Development of a methodology for assessing radiological dose due to use of NORM sludge as fertilizer.

In Europe, the general obligation to recycle drives for increased reuse of residues containing Naturally Occurring Radioactive Material (NORM). In agriculture, this has led to the reuse of sludge produced by groundwater filtration facilities as a means of fertilization. In the frame of the RadoNorm project, a methodology was developed for dose assessment of agricultural workers and other members of the public living near agricultural fields in which NORM-containing sludge is applied. Appropriate exposure scenarios were identified and modelled for each relevant NORM decay segment of both U-238 and Th-232 series, as well as for K-40. Dose assessments were performed using the software RESRAD-ONSITE with dose coefficients for external and internal exposure taken from the latest publications from the International Commission on Radiological Protection (ICRP). The objective was to develop a generic methodology to quantify exposure and to obtain screening values - so-called Operational Levels (OLs). These OLs pertain to the activity concentration of natural radionuclides (in terms of kBq kg-1) present in sludge that is reused in agriculture, for which dose criterion of 1 mSv year-1 is complied with. OLs can be used as screening tools by an authority/operator, even non-experts in the field of radiation protection. Results showed that the most critical decay segments are Ra-226+ and Ra-228+, for which OLs of the order of 1 kBq kg-1 were estimated. For all the other radionuclides, the calculated OLs are much higher than the activity concentrations typically found in sludge from water treatment facilities, and the radiological impact expected is well-below 1 mSv year-1. The methodology and results of this study could contribute to the update of the Clearance Levels and discharge levels reported in the European guidelines RP 122 Part II and RP 135, respectively.

Tools for harmonized data collection at exposure situations with naturally occurring radioactive materials (NORM).

Naturally occurring radioactive materials (NORM) contribute to the dose arising from radiation exposure for workers, public and non-human biota in different working and environmental conditions. Within the EURATOM Horizon 2020 RadoNorm project, work is ongoing to identify NORM exposure situations and scenarios in European countries and to collect qualitative and quantitative data of relevance for radiation protection. The data obtained will contribute to improved understanding of the extent of activities involving NORM, radionuclide behaviours and the associated radiation exposure, and will provide an insight into related scientific, practical and regulatory challenges. The development of a tiered methodology for identification of NORM exposure situations and complementary tools to support uniform data collection were the first activities in the mentioned project NORM work.
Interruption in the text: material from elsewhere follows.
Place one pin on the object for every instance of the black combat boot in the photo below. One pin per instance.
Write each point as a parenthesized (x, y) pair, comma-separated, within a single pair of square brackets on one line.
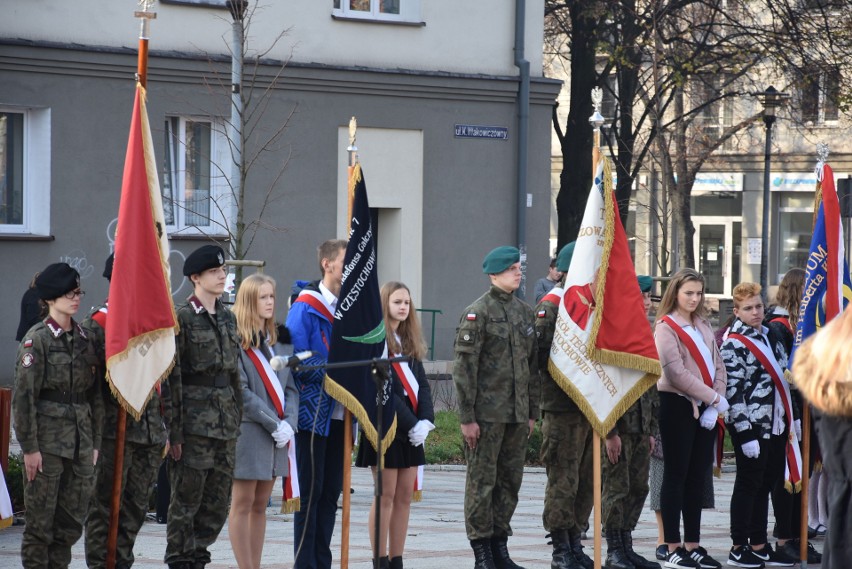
[(638, 561), (563, 558), (616, 557), (577, 549), (482, 554), (500, 553)]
While NORM identification methodology is given in Michalik et al., 2023, in this paper, the main details of tools for NORM data collection are presented and they are made publicly available. The tools are a series of NORM registers in Microsoft Excel form, that have been comprehensively designed to help (a) identify the main NORM issues of radiation protection concern at given exposure situations, (b) gain an overview of materials involved (i.e., raw materials, products, by-products, residues, effluents), c) collect qualitative and quantitative data on NORM, and (d) characterise multiple hazards exposure scenarios and make further steps towards development of an integrated risk and exposure dose assessment for workers, public and non-human biota. Furthermore, the NORM registers ensure standardised and unified characterisation of NORM situations in a manner that supports and complements the effective management and regulatory control of NORM processes, products and wastes, and related exposures to natural radiation worldwide.

A methodology for the systematic identification of naturally occurring radioactive materials (NORM).

Naturally occurring radioactive materials (NORM) are present worldwide and under certain circumstances (e.g., human activities) may give radiation exposure to workers, local public or occasional visitors and non-human biota (NHB) of the surrounding ecosystems. This may occur during planned or existing exposure situations which, under current radiation protection standards, require identification, management, and regulatory control as for other practices associated with man-made radionuclides that may result in the exposure of people and NHB. However, knowledge gaps exist with respect to the extent of global and European NORM exposure situations and their exposure scenario characteristics, including information on the presence of other physical hazards, such as chemical and biological ones. One of the main reasons for this is the wide variety of industries, practices and situations that may utilise NORM. Additionally, the lack of a comprehensive methodology for identification of NORM exposure situations and the absence of tools to support a systematic characterisation and data collection at identified sites may also lead to a gap in knowledge. Within the EURATOM Horizon 2020 RadoNorm project, a methodology for systematic NORM exposure identification has been developed. The methodology, containing consecutive tiers, comprehensively covers situations where NORM may occur (i.e., minerals and raw materials deposits, industrial activities, industrial products and residues and their applications, waste, legacies), and thus, allows detailed investigation and complete identification of situations where NORM may present a radiation protection concern in a country. Details of the tiered methodology, with practical examples on harmonised data collection using a variety of existing sources of information to establish NORM inventories, are presented in this paper. This methodology is flexible and thus applicable to a diversity of situations. It is intended to be used to make NORM inventory starting from the scratch, however it can be used also to systematise and complete existing data.